A lack of good judgment goes a long ways.
I suppose the bus driver can be thankful that the school district didn’t have him arrested for exposing school secrets.
“voicing concern over a child going hungry is a “substantial disruption” of his school system. ”
I would hope so. A substantial disruption should result in change to the policy or practice, the shooting of the messenger. In this case, it’s the administrator who should be fired and the bus driver should get his job back with a raise, or the bus driver should prevail in a wrongful termination lawsuit.
I have to wonder what administrators are being taught.
As a former bureaucrat I can assure you that the ability of a bureaucrat to take negative actions to save face and then justify it in terms of serving “vital” regulations is unlimited.
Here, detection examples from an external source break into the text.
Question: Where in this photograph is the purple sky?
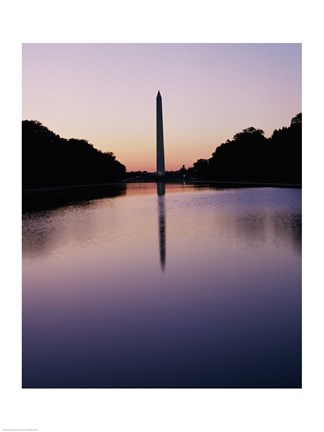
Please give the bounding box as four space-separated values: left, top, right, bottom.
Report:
22 43 302 171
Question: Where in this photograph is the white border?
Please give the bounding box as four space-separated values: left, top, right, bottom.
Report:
0 0 324 432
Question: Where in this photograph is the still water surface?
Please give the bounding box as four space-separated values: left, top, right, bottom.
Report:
23 184 301 388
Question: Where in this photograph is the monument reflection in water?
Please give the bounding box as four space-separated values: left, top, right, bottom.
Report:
22 182 301 388
156 183 166 270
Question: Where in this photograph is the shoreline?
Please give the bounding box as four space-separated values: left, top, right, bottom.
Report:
22 179 302 212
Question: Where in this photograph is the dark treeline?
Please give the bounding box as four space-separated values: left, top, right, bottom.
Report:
188 114 302 184
22 120 126 188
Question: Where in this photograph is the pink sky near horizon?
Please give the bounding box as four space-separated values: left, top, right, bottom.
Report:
22 43 302 171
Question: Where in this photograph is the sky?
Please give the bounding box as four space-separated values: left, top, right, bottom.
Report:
22 43 302 171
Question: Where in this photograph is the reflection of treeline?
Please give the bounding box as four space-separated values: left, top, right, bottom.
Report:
188 114 302 184
22 120 126 188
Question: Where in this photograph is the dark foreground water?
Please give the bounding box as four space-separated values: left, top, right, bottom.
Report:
23 184 301 388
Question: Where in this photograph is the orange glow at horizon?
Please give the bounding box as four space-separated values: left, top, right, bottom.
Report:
23 44 301 171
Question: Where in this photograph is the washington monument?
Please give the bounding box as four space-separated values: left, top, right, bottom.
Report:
156 92 165 176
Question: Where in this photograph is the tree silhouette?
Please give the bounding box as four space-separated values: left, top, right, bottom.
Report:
188 114 302 184
22 120 126 188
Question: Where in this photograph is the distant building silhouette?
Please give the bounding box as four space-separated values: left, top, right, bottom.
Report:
156 92 165 176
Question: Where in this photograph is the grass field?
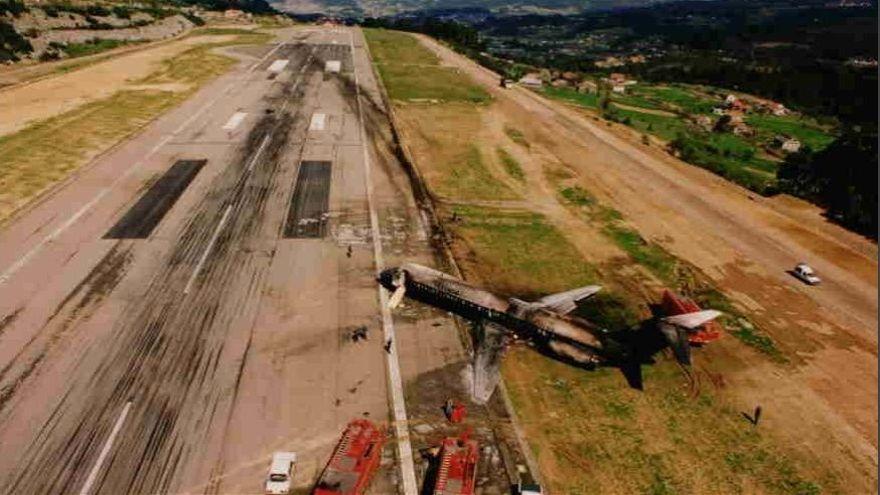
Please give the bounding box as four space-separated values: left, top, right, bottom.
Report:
0 32 267 223
452 203 824 494
504 348 836 495
543 84 835 194
614 107 687 141
746 115 834 151
64 39 137 58
543 86 599 108
495 147 526 182
364 29 490 103
636 85 717 114
374 32 839 495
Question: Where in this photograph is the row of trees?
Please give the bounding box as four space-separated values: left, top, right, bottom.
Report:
778 126 877 239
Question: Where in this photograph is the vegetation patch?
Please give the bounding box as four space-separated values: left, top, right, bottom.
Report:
559 186 787 363
450 206 598 297
544 86 599 108
495 147 526 182
503 348 839 495
59 38 142 58
504 125 531 148
364 29 491 103
746 115 834 151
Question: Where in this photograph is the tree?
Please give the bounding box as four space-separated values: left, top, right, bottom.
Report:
777 126 877 238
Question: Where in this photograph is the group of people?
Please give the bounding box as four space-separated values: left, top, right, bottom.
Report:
351 325 391 354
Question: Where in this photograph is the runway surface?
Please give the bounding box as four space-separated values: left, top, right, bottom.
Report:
0 28 470 494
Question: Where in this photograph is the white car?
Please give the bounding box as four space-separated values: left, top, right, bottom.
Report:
791 263 822 285
266 452 296 495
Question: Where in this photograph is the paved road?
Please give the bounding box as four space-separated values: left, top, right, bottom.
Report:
0 28 461 494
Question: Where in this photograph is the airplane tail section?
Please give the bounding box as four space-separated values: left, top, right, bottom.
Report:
659 309 721 366
663 309 721 330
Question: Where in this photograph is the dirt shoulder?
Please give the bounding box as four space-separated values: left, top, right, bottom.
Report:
0 35 242 136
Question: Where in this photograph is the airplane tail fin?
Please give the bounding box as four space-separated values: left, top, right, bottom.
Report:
659 309 721 366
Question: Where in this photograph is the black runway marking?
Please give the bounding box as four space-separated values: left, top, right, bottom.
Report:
284 161 331 239
104 160 208 239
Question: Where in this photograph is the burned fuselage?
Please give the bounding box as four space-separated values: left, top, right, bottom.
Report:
379 263 620 366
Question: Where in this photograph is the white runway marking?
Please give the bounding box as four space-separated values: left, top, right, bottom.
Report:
183 48 315 294
266 59 290 74
183 205 232 294
0 42 287 285
223 112 247 131
348 31 418 495
79 401 131 495
309 113 327 131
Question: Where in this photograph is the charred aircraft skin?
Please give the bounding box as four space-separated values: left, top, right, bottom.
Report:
379 264 608 367
378 263 720 368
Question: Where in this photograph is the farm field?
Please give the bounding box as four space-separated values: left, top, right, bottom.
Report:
366 30 876 494
541 83 835 194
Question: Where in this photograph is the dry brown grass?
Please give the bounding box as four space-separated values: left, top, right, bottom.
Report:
0 34 268 223
397 103 518 200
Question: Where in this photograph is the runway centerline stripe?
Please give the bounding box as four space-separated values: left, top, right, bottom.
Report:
309 113 327 131
79 401 131 495
348 30 418 495
223 112 247 131
183 43 315 294
183 205 232 294
267 59 290 74
104 160 208 239
0 37 287 285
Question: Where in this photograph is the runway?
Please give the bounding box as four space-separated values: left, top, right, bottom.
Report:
0 28 438 494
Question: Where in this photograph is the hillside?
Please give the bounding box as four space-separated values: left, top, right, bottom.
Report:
271 0 692 18
0 0 275 64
Bureaucracy, like corporate life tends to reward the liars and the self-servers. The school district was embarrassed by the bus driver revealing the truth about their lunch program and so he needed to go.
Fire the super and give the bus driver his job back.
It’s the great equalizer.
Authority HATES social media, be it Iranian dictators or educational bureaucrats.
Does this Superintendent “earn” a six-figure income? lol
No ‘Good Deed’ goes unpunished………….
The school’s claim of substantial disruption is baseless. I can not see any reason for the dismissal other than it was retaliation for an employee who exposed something the school administration considered embarassing.